ST. PAUL (March 3, 2014) — Every year 13 million American children are bullied.
That’s almost one in every three students and it’s likely affecting someone you know and care about. The Safe and Supportive Minnesota Schools Act will help protect all of our children.
Put yourself in the shoes of one particular student with disabilities, a child two to three times more likely to be a target of bullying than her peers. For weeks on end she had suffered physical and emotional harm. Her hair had been pulled, she had been kicked, punched, and called every imaginable name. She had fled the school bus in fear and often stayed home altogether.
The girl’s parents met with school administrators more than once and nothing was done. The principal’s advice: “Just ignore it and it will stop.” But simply ignoring behavior does not make it stop.
This is a real story about a child in Minnesota. Her parents felt they had no options or rights, but with the help of PACER Center the bullying finally stopped.
Founded in 1977, PACER Center is a nonprofit organization based in Minnesota that works with children with disabilities and their families. Every week we hear from children and families asking for help. In 2006, PACER founded the National Bullying Prevention Center and National Bullying Prevention Month (October) to help all children, including those with disabilities. We provide resources for students, parents, educators, and communities. We recognize bullying as a serious community issue that impacts education, physical and emotional health, and the safety and well-being of everyone involved.

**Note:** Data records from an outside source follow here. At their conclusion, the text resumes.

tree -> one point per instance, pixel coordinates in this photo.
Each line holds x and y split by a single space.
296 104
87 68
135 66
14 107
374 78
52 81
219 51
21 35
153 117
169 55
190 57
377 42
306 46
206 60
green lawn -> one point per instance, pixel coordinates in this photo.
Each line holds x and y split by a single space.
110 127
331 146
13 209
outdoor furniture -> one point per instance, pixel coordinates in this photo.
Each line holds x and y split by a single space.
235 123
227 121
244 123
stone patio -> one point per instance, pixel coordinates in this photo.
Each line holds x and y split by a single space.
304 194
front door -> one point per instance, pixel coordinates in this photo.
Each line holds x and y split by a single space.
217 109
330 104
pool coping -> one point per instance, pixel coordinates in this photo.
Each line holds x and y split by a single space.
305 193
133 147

For too long our society has viewed bullying as a rite of passage, a normal part of childhood. PACER’s goal is to change the culture so that bullying is no longer considered acceptable behavior. We believe every child should be safe. Times change and so do society’s norms, from the use of car seats and seat belts to tobacco use, and drunk driving. It’s important to change society’s beliefs about bullying, too.
Perception vs. Reality
PACER strongly supports the Safe and Supportive Minnesota Schools Act and recognizes that it has its opponents – not surprising as change is often accompanied by controversy. This law contains no hidden agenda. It provides students, families, teachers, and school administrators with much-needed information, training, direction, and support.
Some opponents of the bill are concerned about its impact on free speech, and while we all have the right to express our point of view, cruel insults and name-calling should not be permitted. Consider the students who are subjected to hallway taunts or derogatory slurs based on their disability, race, religion, gender, or stereotypes. We suspect most Minnesotans would agree that such offensive speech has no place in our schools.
While some school districts have effective bullying prevention policies and programs, many do not, and there is no consistency from school to school. This legislation ensures that all Minnesota students are protected equally. Districts will be required to report on bullying situations because without reporting there is no accountability.
A school staff member will need to be designated as the primary contact for bullying situations, but these duties can be absorbed by an existing staff member who will have the training and resources to provide a consistent, effective response. Students, parents, and teachers will know where to turn for help and know they can count on a response.
Consider for a moment the cost of not taking action. When children are bullied they often miss school, lose their self-esteem, become isolated and their academic achievement declines. Students are more likely to suffer from depression and anxiety disorders and the long-term effects can be devastating. The hospitalization of a student who attempts suicide can cost more than a year of college. Think about the cost to society when students drop out of school due to bullying, and struggle to grow into healthy, functioning, contributing adults.
A Major Step Forward
Debate is healthy and we can and should talk about the issues, but in the same conversation we need to talk about students’ rights to be safe, to attend school in a non-threatening environment, and to be respected and valued for who they are. Bullying is a complex problem and there are no simple solutions. It requires a response from parents, educators, the community, students and legislators. The Safe and Supportive Minnesota Schools Act is major step forward and we are confident that Minnesota’s lawmakers will do the right thing for our children this year.